Research paper by William R WR Sukov, Rhett P RP Ketterling, Donna J DJ Lager, Austin W AW Carlson, Jason P JP Sinnwell, George K GK Chow, Robert B RB Jenkins, John C JC Cheville

Indexed on: 24 Apr '09Published on: 24 Apr '09Published in: Human Pathology


Renal oncocytoma is a benign tumor occurring singly or as multiple synchronous lesions. The histologic features of renal oncocytoma may overlap with those of chromophobe renal cell carcinoma. Chromosomal translocations involving the CCND1 locus at 11q13 and overexpression of cyclin D1 occur in a subset of renal oncocytomas. We evaluated a series of 63 renal oncocytomas and 36 chromophobe renal cell carcinomas and assessed the clinical features, cyclin D1 overexpression by immunohistochemistry, and alterations of the CCND1 gene by fluorescence in situ hybridization. All 36 chromophobe renal cell carcinomas were negative for cyclin D1 overexpression and alterations of CCND1. Of the 63 renal oncocytomas, 21 (33%) showed cyclin D1 overexpression.
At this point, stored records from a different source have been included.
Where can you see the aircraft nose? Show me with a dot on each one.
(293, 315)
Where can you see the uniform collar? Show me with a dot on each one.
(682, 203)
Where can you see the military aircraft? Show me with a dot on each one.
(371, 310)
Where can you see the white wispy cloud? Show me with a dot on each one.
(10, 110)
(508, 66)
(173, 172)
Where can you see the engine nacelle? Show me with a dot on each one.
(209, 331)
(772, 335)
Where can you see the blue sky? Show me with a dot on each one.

Of 21 renal oncocytomas with cyclin D1 overexpression, a CCND1 rearrangement was detected in 12 (57%). A CCND1 rearrangement was also identified in 1 (2%) of the 42 renal oncocytomas without cyclin D1 overexpression. Of 42 renal oncocytomas without cyclin D1 overexpression, 16 (38%) were from patients with multiple renal oncocytomas at nephrectomy. Of 21 renal oncocytomas with cyclin D1 overexpression, only 1 (5%) patient had multiple renal oncocytomas (P = .006). Of the 25 patients whose original tumor showed no cyclin D1 overexpression, 8 (32%) developed a subsequent renal oncocytoma. None of 15 patients whose original tumor showed cyclin D1 overexpression had a subsequent renal oncocytoma (P = .016). The findings of this study suggest that renal oncocytomas lacking cyclin D1 overexpression may be associated with the development of multiple renal oncocytomas and that these patients are more likely to develop subsequent renal oncocytomas suggesting the need for more frequent clinical for these patients and little need for follow-up in patients with renal oncocytomas overexpressing cyclin D1. The data also show that cyclin D1 overexpression and CCND1 rearrangements by fluorescence in situ hybridization are absent in chromophobe renal cell carcinoma, suggesting that these are useful when differentiating between renal oncocytoma and chromophobe renal cell carcinoma.